Hartsfield-Jackson’s Olympic mural taking final bow

The famed mural of children in Centennial Olympic Park that greets travelers arriving at Hartsfield-Jackson International Airport is taking its final bow, after a year of flickering in and out of view.

The photographic collage, called “Spirit of Atlanta” by artist Deborah Whitehouse, is being taken down this week, to be replaced by a giant digital screen promoting Atlanta attractions and displaying airport information. The mural is at the top of the escalators most arriving passengers use to get to the domestic terminal.

To memorialize the mural, the airport says it will likely include a digital image as one of the rotating views on the new screen or elsewhere in the airport.

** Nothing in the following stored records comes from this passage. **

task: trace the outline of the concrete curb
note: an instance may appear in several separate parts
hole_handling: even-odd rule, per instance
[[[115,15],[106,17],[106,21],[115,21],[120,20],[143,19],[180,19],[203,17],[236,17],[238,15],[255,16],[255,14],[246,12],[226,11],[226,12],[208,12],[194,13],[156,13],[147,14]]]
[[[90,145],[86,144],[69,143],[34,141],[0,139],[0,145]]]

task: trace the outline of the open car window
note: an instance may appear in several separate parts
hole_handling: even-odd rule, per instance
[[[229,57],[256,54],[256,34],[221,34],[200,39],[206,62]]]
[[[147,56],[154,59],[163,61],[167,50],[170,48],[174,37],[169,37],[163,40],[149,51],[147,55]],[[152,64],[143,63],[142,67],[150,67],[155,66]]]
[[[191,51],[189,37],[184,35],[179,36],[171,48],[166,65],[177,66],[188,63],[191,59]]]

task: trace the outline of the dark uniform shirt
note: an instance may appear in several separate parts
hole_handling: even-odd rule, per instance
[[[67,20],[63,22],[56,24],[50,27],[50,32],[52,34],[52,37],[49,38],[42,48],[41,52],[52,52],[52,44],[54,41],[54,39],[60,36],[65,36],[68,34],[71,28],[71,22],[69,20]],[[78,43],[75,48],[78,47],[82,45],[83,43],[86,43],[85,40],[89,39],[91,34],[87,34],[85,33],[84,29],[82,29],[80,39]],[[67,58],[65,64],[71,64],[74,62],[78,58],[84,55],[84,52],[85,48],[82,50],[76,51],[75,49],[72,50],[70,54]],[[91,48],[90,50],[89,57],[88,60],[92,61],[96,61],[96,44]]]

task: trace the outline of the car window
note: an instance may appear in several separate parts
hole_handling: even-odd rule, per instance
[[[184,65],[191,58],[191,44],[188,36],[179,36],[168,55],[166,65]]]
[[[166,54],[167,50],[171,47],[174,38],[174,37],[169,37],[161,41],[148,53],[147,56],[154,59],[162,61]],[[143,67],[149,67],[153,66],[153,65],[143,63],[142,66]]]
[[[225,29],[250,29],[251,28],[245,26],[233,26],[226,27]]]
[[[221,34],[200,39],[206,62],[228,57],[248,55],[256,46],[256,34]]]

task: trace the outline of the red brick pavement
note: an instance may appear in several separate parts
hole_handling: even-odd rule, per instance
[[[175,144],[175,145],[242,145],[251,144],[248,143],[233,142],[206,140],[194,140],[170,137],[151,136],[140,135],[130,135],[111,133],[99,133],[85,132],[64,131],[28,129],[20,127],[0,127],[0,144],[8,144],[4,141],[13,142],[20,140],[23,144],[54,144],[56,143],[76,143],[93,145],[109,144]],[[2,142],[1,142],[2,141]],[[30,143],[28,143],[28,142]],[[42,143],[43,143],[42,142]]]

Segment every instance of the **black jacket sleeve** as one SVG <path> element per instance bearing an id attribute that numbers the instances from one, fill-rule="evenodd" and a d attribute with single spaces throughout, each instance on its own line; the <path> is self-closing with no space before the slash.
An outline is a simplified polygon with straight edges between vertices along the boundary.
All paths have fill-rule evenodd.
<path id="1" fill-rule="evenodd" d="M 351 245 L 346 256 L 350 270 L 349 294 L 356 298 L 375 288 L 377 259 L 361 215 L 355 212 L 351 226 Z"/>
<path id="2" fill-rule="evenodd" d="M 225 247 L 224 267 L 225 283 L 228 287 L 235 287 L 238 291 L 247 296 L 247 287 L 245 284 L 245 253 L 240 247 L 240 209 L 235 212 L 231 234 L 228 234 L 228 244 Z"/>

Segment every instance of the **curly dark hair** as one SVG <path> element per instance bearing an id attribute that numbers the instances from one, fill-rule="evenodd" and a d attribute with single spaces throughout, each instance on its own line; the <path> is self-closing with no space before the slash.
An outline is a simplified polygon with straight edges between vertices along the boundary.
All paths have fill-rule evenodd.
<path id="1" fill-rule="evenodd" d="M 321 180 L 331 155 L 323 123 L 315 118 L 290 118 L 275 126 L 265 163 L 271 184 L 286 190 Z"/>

As with many public art pieces, views on the mural have been varied. Many Atlantans saw “Spirit” as a reassuring reminder they were home as it gradually came into view during the escalator ride. Others felt the mural was dated and aren’t sad to see it go.

The airport last year covered the mural with a Porsche advertisement and other ads, though it reappeared between ad campaigns. The mural has been on display recently, but it will now be removed to make way for the digital screen. The screen will cover the center wall and will require scaffolding for the installation.

When the Atlanta Journal-Constitution reported last May on the airport’s plans to replace the mural, Whitehouse said in an interview that she felt “those children were so magnificent. I felt like they were my children too.”

“I’m sad to see it go,” Whitehouse said. “I get so emotional when I talk about it.”

Whitehouse, who previously lived in Atlanta but had moved to San Miguel de Allende in Mexico, was diagnosed with lung cancer in March 2015 and died last fall. She had been working on an idea for another project for the Atlanta airport featuring images of the North Georgia mountains, but passed away before completing it.

“There were several things [Deborah Whitehouse] did in her career, but I think this was the highlight of it,” said the artist’s husband, Jock Whitehouse. “She bonded with all those people in the photographs.”

“She was hugely proud of it,” he said. “I think she also felt it was also Atlanta’s.”

He thinks that his wife “was resigned to having it dismantled.” He said her photography is being inventoried and donated to an organization that could sell or auction the work, with proceeds going to its scholarship program for Mexican university students.

Jock Whitehouse said he thinks the idea of an image of the mural on the digital screen is “a great idea,” a way to keep it visible and address the issue of the physical deterioration of the mural.

“I think Deborah would love that,” Whitehouse said. As for the children in the mural, now grown: “They’ve gone digital.”